McCurry v. United States

281 F. 532 | 9th Cir. | 1922

MORROW, Circuit Judge.

The indictment filed in the court below contained three counts. The first count charged the appellants with having made and fermented a certain mash fit for the production of spirits on premises other than a distillery duly authorized according to law; the second count charged the appellants with having failed and neglected to register a certain still, set up, which they had in their possession and custody; and the third count charged them with having carried on the business of distillers without having given the bond required by law. Upon the trial of the cause the appellants were convicted upon the second and third counts of the indictment, and were found not guilty upon the first count. Judgment was entered accordingly, and from this judgment the appellants prosecute this writ.

[1] The appellants contend that the lower court erred in instructing the jury at the trial that evidence tending to show the probability of guilt of the defendants was sufficient to warrant a conviction. This is an erroneous statement of the court’s instruction. The. counsel for the appellants in his argument to the jury had said that the jury could not convict on suspicion. The court said that “that is true, but he [counsel] went on to say that you [the jury] could not convict on probabilities.” There the court interrupted counsel, and stated that “that is not the law, because, after all, all cases are determined upon probabilities.” The court thereupon gave the following instruction :

“There is no such thing as absolutely proving the guilt of the defendants, and guilt never needs to be proven to an absolute certainty because that is impossible. It needs only be proven to that high degree of probability that creates in your minds an abiding conviction to a moral certainty that he is guilty.”

The court had previously instructed the jury:

“That these defendants are'presumed to be innocent, and that presumption requires that you acquit them; unless, after your review of all the evidence, you believe it overcomes to a degree that satisfies you that they are guilty beyond a reasonable doubt, it is your duty to convict them.”

This was unquestionably a correct statement of the law. Dunbar v. U. S., 156 U. S. 185, 199, 15 Sup. Ct. 325, 39 L. Ed. 390. It is not necessary to repeat what has been so often said in this court that counsel cannot select a particular passage or portion of the charge of the trial court for the purpose of establishing error.
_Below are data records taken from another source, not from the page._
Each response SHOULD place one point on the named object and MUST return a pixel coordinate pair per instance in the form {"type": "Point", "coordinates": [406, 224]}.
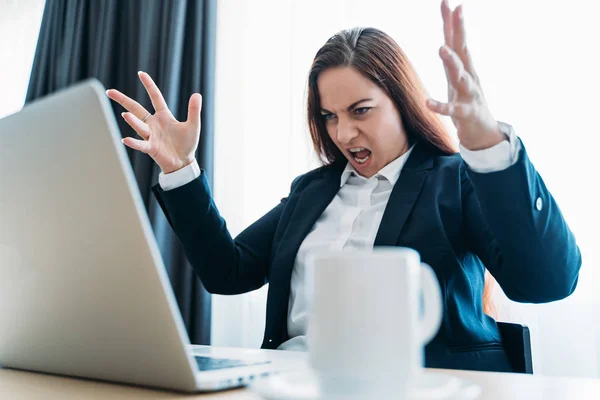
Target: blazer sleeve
{"type": "Point", "coordinates": [515, 227]}
{"type": "Point", "coordinates": [224, 265]}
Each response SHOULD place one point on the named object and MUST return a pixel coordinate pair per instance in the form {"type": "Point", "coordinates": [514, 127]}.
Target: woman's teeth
{"type": "Point", "coordinates": [360, 154]}
{"type": "Point", "coordinates": [362, 160]}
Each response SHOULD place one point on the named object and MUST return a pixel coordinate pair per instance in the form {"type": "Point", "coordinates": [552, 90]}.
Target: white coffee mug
{"type": "Point", "coordinates": [367, 325]}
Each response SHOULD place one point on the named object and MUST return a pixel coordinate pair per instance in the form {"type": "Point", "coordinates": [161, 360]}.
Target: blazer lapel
{"type": "Point", "coordinates": [404, 195]}
{"type": "Point", "coordinates": [310, 204]}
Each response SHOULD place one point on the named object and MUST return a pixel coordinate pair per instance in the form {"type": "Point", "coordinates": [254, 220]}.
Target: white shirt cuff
{"type": "Point", "coordinates": [180, 177]}
{"type": "Point", "coordinates": [496, 158]}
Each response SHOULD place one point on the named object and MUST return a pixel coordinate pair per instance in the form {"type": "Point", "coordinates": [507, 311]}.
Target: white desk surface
{"type": "Point", "coordinates": [496, 386]}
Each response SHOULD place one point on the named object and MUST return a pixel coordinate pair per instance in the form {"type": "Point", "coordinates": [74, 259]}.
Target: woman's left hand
{"type": "Point", "coordinates": [476, 127]}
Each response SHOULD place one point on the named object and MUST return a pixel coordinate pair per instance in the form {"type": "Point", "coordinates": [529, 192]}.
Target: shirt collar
{"type": "Point", "coordinates": [391, 171]}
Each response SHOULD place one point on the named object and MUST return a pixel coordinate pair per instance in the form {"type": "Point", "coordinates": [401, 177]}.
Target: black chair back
{"type": "Point", "coordinates": [517, 345]}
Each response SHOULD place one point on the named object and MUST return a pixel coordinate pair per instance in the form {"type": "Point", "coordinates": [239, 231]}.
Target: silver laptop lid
{"type": "Point", "coordinates": [83, 290]}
The whole charge must be taken together, and if it appears therefrom that the law has been fully and fairly stated, and that the jury must have so understood Turn, the fact that some passage, or even passages, are open to criticism, cannot be successfully urged as reversible,error.
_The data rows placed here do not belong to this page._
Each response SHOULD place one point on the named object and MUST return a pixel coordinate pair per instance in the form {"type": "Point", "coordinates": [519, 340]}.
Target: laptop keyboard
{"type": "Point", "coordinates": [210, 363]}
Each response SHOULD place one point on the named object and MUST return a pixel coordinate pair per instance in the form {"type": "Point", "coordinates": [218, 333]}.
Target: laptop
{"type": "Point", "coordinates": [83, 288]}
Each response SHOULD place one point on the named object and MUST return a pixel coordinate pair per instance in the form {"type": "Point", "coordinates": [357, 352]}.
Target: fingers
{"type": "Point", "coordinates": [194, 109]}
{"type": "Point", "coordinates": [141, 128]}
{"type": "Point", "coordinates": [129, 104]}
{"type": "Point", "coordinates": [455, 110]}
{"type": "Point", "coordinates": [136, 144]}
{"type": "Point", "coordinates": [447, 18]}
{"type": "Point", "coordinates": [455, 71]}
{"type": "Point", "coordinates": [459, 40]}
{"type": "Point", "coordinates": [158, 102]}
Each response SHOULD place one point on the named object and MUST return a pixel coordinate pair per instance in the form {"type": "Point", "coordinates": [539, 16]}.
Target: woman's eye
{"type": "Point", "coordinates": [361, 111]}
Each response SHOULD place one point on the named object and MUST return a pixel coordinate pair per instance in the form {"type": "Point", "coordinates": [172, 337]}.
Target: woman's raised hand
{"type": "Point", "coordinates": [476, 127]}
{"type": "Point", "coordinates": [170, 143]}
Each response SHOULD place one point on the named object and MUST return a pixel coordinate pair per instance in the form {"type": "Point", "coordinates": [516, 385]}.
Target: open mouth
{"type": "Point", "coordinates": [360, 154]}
[2] It is next assigned as error that the lower court erred in instructing the jury that the burden was upon the defendants tó show the registration of the still and the filing of the bond. The court instructed' the jury that the prosecution need only prove the circum*534stances from which can be presumed lack of registry and bond filed, whereupon the burden shifted to defendants to prove registration and filing of bond.

A circumstance of great significance against the registration of the still and filing of a bond by the appellants was the fact that they made no claim of ownership, interest in, or knowledge of the still. This was in accordance with their plea of not guilty, and was a practical admission that they had not registered the still, nor given bond therefor. ■ This fact was brought to the attention of the appellants by the court in its decision denying the motion for a new trial, in response to which they remained silent. The absence from the case of any claim of ownership, intent, interest in, or knowledge of the still, on the part of the appellants, was a material circumstance, sufficient to shift the burden of proof, and justify the instruction of the court to the jury that the burden was upon the defendants to prove the registration of the still and filing of bond. If the appellants had registered the still and filed the bond, they knew that fact better than any one else, and could have so stated at any time during the proceedings against them.

The two remaining assignments of error are sufficiently covered by what has already been stated.

We find no error in the proceedings of the District Court, and the judgment is therefore affirmed.